The David Suzuki Foundation has released a video on the Squamish Estuary as part of a report and six-video series on sustainability for the newly elected council members across the province.
The Natural Capital Policy Review provides a review of policy options communities can use to create a green agenda for making communities healthier.
The videos outline real life actions that are having positive impacts on the environment and bring an interactive multimedia feel to a long policy document that would interest only a small group of people.
Squamish residents Edith Tobe and Kimberley Armour appeared in the two-minute video about the area where Howe Sound and the Squamish River meet.
Tobe, a biologist who heads up the Squamish River Watershed Society, explained in the video how B.C. Rail planned in the early 1970's to build an ocean terminal where coal could be moved from rail cars to ocean carriers.

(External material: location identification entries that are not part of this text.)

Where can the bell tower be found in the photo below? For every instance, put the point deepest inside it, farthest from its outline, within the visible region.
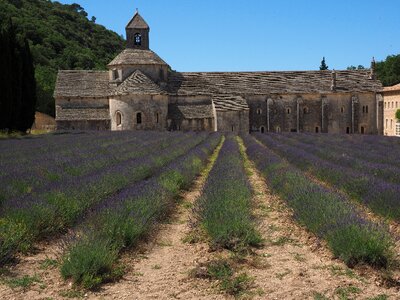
(137, 33)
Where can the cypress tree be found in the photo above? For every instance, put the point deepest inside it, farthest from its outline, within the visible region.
(28, 91)
(17, 81)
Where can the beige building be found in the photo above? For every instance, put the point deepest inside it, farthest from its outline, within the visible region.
(140, 91)
(391, 97)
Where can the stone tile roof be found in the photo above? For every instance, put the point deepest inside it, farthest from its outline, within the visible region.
(189, 111)
(82, 113)
(229, 103)
(137, 22)
(138, 83)
(392, 88)
(136, 57)
(242, 83)
(82, 84)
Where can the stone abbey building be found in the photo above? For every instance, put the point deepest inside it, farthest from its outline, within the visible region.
(141, 92)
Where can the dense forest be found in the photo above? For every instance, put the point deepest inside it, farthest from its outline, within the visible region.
(60, 37)
(388, 71)
(17, 81)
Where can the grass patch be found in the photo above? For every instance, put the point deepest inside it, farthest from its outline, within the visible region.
(346, 293)
(223, 272)
(24, 282)
(49, 264)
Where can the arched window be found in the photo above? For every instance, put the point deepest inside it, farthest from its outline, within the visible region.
(161, 74)
(118, 117)
(138, 39)
(115, 74)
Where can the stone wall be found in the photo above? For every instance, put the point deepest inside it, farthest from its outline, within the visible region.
(233, 121)
(84, 125)
(153, 112)
(333, 113)
(391, 105)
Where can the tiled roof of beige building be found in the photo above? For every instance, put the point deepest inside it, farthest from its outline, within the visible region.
(190, 111)
(137, 57)
(69, 114)
(96, 84)
(392, 88)
(242, 83)
(138, 83)
(82, 84)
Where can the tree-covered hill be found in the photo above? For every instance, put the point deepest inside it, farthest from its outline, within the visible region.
(61, 37)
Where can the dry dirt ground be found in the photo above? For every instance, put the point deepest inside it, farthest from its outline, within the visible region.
(292, 264)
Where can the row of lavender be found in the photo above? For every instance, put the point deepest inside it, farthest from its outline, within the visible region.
(330, 215)
(123, 219)
(379, 195)
(75, 160)
(62, 204)
(224, 210)
(347, 152)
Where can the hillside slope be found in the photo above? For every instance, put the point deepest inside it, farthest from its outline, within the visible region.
(61, 37)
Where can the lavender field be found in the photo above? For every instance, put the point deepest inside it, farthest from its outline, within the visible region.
(101, 194)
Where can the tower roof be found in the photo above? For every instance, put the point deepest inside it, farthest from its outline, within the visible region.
(137, 22)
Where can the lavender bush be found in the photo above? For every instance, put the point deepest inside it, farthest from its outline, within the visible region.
(224, 209)
(328, 214)
(63, 203)
(380, 196)
(121, 220)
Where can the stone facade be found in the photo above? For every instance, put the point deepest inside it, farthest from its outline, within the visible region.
(391, 105)
(140, 92)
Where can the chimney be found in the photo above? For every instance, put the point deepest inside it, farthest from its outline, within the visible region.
(333, 85)
(372, 74)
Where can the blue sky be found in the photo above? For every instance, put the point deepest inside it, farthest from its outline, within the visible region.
(256, 35)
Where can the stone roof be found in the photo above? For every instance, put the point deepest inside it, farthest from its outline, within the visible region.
(190, 111)
(137, 22)
(82, 113)
(229, 103)
(82, 84)
(138, 83)
(392, 88)
(136, 57)
(244, 83)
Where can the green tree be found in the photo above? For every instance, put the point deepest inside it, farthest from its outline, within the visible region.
(388, 71)
(323, 65)
(398, 114)
(17, 81)
(60, 36)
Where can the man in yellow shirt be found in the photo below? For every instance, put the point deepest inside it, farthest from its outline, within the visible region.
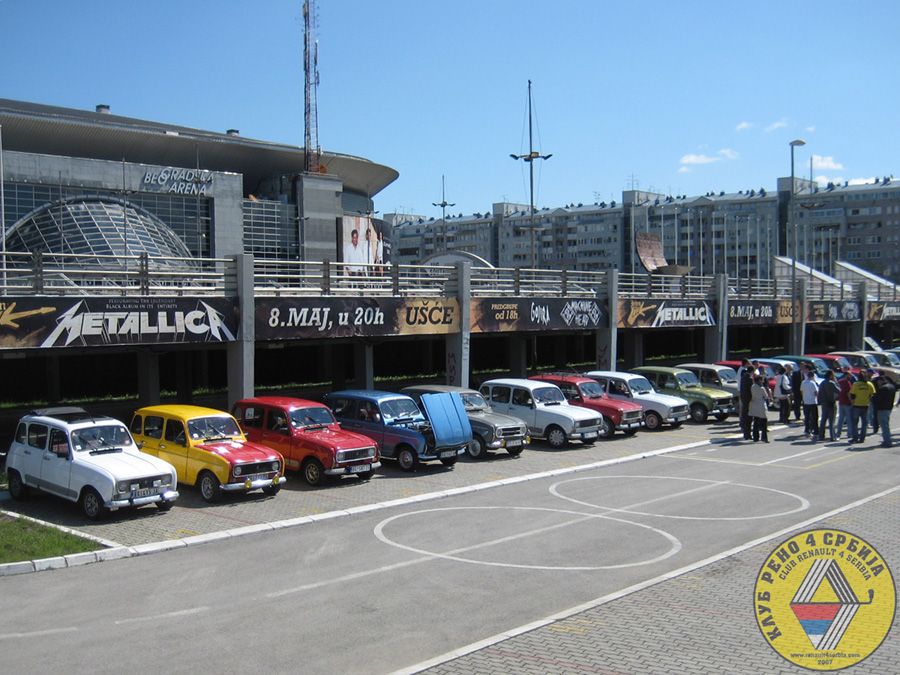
(860, 395)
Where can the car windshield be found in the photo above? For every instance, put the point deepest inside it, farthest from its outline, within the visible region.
(548, 395)
(640, 385)
(474, 401)
(305, 417)
(101, 437)
(399, 408)
(727, 375)
(208, 428)
(591, 390)
(687, 379)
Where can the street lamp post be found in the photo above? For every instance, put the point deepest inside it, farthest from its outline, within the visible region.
(530, 157)
(797, 348)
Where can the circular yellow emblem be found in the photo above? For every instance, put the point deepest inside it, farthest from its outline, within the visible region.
(824, 599)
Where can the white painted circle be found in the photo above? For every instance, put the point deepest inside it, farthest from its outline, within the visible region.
(803, 503)
(674, 543)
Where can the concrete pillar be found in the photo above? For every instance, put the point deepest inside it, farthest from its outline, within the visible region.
(458, 356)
(606, 337)
(240, 354)
(364, 365)
(148, 377)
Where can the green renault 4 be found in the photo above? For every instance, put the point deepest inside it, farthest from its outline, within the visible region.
(704, 401)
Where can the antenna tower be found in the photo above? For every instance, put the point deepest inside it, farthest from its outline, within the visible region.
(311, 85)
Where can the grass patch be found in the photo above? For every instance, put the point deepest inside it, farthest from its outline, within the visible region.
(22, 539)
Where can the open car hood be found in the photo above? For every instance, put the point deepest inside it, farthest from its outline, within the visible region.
(449, 421)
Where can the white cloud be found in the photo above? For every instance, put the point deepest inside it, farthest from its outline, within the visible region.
(826, 163)
(699, 159)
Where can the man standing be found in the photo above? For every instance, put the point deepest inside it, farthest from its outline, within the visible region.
(860, 394)
(845, 406)
(828, 396)
(809, 391)
(884, 401)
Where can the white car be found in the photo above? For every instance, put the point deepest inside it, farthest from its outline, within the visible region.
(544, 409)
(91, 460)
(659, 409)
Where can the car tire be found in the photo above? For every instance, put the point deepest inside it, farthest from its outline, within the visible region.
(92, 504)
(407, 458)
(699, 413)
(313, 472)
(17, 488)
(210, 487)
(477, 448)
(556, 437)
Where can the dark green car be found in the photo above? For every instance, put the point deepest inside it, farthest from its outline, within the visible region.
(704, 401)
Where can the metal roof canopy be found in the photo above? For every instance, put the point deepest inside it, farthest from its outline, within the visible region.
(52, 130)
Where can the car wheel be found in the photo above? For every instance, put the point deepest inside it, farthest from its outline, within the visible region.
(210, 487)
(407, 458)
(312, 471)
(92, 504)
(17, 488)
(476, 448)
(556, 437)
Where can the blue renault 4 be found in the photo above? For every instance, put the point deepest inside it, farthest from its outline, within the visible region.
(441, 430)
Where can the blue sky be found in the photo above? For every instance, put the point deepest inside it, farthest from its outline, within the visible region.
(679, 97)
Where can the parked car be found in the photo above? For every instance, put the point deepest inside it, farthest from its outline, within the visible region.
(490, 430)
(713, 375)
(625, 416)
(658, 408)
(208, 449)
(88, 459)
(403, 431)
(544, 409)
(308, 437)
(703, 401)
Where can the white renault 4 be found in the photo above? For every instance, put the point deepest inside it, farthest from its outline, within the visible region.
(91, 460)
(544, 409)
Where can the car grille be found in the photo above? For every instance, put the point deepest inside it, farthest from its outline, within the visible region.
(358, 453)
(509, 432)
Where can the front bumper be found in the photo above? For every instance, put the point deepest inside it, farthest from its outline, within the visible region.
(248, 485)
(167, 496)
(349, 470)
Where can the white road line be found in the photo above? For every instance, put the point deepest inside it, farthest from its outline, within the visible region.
(37, 633)
(500, 637)
(167, 615)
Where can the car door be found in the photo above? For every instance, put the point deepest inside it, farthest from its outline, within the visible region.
(56, 465)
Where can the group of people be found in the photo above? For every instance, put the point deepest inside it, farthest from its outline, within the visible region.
(856, 401)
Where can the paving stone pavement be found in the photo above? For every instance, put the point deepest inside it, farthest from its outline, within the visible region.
(700, 622)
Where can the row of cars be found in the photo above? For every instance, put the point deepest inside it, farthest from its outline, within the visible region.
(104, 465)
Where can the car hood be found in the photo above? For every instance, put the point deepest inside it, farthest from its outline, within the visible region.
(449, 421)
(332, 437)
(240, 451)
(124, 465)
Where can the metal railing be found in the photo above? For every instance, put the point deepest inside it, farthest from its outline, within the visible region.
(94, 274)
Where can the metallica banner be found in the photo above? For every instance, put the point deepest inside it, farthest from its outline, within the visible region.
(491, 315)
(305, 318)
(665, 314)
(27, 322)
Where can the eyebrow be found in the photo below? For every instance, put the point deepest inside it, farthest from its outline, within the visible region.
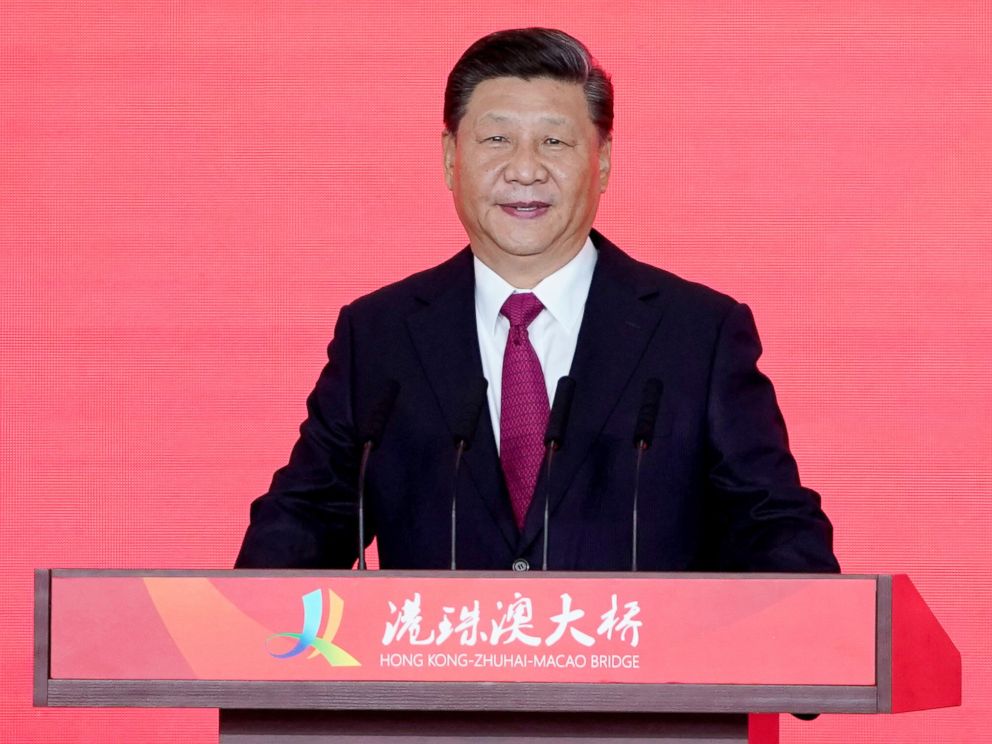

"In order to do that, they started to dredge out the Squamish River and they put up what is called a training dyke to keep the river over to one side and in essence dry out the land so that they could build a coal port," said Tobe in the video.
According to Tobe, Fisheries and Oceans officials shut the project down in 1972. Since that time, a number of rehabilitation projects have taken place in the Squamish estuary to help bring the area back to its natural state.
"All of the plants you see here have been planted by volunteers since 2003," said Armour in the video with the estuary landscape and its relatively new plant life visible behind her.
Armour is part of an initiative that brings school students to the estuary to learn about its features and help with the rehabilitation efforts.
"In 2011, finally we're back with the area pretty much naturalized into estuary," Tobe said.
Projects like the Squamish Estuary rehabilitation are real life examples of the policies described in the Suzuki Foundation report.
The report and the videos can be found at www.davidsuzuki.org.